Here is a picture from the Prada menswear show AW8. If you were to take a shirt and slit it down the back and then gird it with some horizontal braces and put it on Agyness Deane, I can guarantee that two things would happen: a) Victoria Beckham would be wearing the self-same shirt the following week b) a month later I would be standing on the tube looking at hordes of teenage girls shivering with cold backs.And yet, I don't agree with this assertion:
And yet I can also guarantee that you are not going to see this shirt on anyone. You will, in fact, never see it again. Why? Because men are not mugs. They don't wear stuff like this, they get women to wear stuff like this.
The extraordinary conservatism of men and their clothing is a twentieth century phenomenon. For a thousand years men dressed as peacocks. Now they don't. They dress for function. With some colour sense.
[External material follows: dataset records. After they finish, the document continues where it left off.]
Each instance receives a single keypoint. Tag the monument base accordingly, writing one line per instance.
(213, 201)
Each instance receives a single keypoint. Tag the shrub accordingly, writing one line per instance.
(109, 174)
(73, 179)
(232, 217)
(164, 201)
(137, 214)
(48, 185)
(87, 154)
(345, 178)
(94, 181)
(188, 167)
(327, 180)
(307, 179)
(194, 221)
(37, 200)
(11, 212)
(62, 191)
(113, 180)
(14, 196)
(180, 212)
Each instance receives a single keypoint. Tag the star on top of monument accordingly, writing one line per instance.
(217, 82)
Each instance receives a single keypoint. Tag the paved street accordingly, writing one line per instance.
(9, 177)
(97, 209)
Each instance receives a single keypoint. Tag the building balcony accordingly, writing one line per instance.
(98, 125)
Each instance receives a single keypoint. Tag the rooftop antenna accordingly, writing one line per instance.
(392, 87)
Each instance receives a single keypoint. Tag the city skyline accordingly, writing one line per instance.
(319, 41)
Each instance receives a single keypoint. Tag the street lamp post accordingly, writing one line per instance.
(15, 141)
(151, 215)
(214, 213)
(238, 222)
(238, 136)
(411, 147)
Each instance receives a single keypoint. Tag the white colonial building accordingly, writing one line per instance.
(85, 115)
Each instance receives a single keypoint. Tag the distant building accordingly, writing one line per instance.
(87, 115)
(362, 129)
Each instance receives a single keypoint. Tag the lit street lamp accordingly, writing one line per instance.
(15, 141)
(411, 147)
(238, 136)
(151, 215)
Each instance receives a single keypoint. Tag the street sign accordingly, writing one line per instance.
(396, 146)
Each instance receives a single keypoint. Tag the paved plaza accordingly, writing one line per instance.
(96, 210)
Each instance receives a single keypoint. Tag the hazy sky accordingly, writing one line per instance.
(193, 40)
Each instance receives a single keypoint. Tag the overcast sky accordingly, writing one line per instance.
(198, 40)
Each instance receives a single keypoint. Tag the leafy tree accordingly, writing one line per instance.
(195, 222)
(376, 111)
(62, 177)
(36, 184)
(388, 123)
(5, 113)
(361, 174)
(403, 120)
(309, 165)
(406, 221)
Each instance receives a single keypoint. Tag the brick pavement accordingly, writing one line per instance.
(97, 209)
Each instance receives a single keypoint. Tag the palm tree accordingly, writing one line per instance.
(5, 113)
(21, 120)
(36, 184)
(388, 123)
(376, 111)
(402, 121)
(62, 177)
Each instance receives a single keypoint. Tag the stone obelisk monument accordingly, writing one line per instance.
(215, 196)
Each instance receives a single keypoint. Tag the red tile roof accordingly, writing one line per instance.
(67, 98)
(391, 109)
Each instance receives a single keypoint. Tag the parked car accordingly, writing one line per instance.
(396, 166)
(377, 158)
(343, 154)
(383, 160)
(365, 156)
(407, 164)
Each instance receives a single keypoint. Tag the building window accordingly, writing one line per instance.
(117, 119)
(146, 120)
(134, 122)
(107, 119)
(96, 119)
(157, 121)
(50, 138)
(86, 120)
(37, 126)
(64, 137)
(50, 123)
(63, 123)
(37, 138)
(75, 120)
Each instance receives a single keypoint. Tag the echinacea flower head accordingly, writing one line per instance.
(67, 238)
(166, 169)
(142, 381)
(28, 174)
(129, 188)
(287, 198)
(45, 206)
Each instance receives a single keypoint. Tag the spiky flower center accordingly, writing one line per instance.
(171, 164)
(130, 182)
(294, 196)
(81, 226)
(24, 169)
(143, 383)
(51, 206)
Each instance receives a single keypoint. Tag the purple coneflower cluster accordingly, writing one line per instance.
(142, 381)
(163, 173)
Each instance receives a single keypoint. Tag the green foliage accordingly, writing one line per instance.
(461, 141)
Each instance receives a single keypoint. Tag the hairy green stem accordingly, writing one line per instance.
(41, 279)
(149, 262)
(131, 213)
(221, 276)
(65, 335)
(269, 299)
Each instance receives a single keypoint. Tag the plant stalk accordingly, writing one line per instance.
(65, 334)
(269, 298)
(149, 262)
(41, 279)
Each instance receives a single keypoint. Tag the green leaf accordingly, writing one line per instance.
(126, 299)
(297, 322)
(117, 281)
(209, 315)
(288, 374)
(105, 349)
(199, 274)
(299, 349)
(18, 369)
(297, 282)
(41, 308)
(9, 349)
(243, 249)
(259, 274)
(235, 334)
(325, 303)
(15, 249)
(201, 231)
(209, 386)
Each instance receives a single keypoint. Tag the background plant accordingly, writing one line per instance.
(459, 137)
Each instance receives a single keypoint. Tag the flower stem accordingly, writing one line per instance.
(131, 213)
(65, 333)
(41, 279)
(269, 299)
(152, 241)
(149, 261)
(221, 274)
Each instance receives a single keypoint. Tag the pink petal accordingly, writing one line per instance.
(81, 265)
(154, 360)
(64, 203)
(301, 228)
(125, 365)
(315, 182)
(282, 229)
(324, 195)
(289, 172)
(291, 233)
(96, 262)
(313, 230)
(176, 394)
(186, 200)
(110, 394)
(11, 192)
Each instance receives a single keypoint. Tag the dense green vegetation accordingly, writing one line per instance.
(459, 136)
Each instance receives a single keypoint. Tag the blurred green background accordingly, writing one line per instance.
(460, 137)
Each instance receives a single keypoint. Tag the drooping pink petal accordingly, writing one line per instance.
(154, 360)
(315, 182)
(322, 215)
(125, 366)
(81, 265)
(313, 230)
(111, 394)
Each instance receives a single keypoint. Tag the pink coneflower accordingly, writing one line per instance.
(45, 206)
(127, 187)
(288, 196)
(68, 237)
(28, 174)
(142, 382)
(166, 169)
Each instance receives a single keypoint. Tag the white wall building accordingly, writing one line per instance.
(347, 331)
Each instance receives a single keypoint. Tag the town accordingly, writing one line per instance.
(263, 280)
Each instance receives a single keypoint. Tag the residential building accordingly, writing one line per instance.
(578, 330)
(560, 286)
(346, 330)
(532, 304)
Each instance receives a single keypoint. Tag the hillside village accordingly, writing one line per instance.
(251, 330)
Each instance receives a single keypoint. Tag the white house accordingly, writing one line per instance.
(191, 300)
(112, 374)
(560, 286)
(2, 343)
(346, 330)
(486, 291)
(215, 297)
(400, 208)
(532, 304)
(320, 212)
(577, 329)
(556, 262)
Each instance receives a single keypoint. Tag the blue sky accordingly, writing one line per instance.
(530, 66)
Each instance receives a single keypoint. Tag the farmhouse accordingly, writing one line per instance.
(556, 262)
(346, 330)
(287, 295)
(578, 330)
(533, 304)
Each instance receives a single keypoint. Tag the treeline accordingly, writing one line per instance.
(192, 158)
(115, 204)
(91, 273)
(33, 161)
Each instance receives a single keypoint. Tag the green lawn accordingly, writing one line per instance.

Personally I find it quite boring, but perhaps it says something about a crisis of masculinity as a response to feminism - butch it out.If men stopped dressing like peacocks it's not a response to feminism, but rather because men's clothing reached its apotheosis with the suit.
Cary Grant was the perfect man in the perfect suit.
But Fred Astaire, a man conspicuously without Grant's obvious physical perfection, knew how to wear a suit.
Brit Hume isn't the world's most handsome man, but he always looks well turned out, thanks to his suits.
The Duke of Windsor was, basically, nothing but a suit. Or rather, many suits. And a knot.
There is nothing more perfect than a man in a suit. Any man. You can take the most loathsome specimen off the street,
Pop him in a suit and all of a sudden he looks decent, even desirable.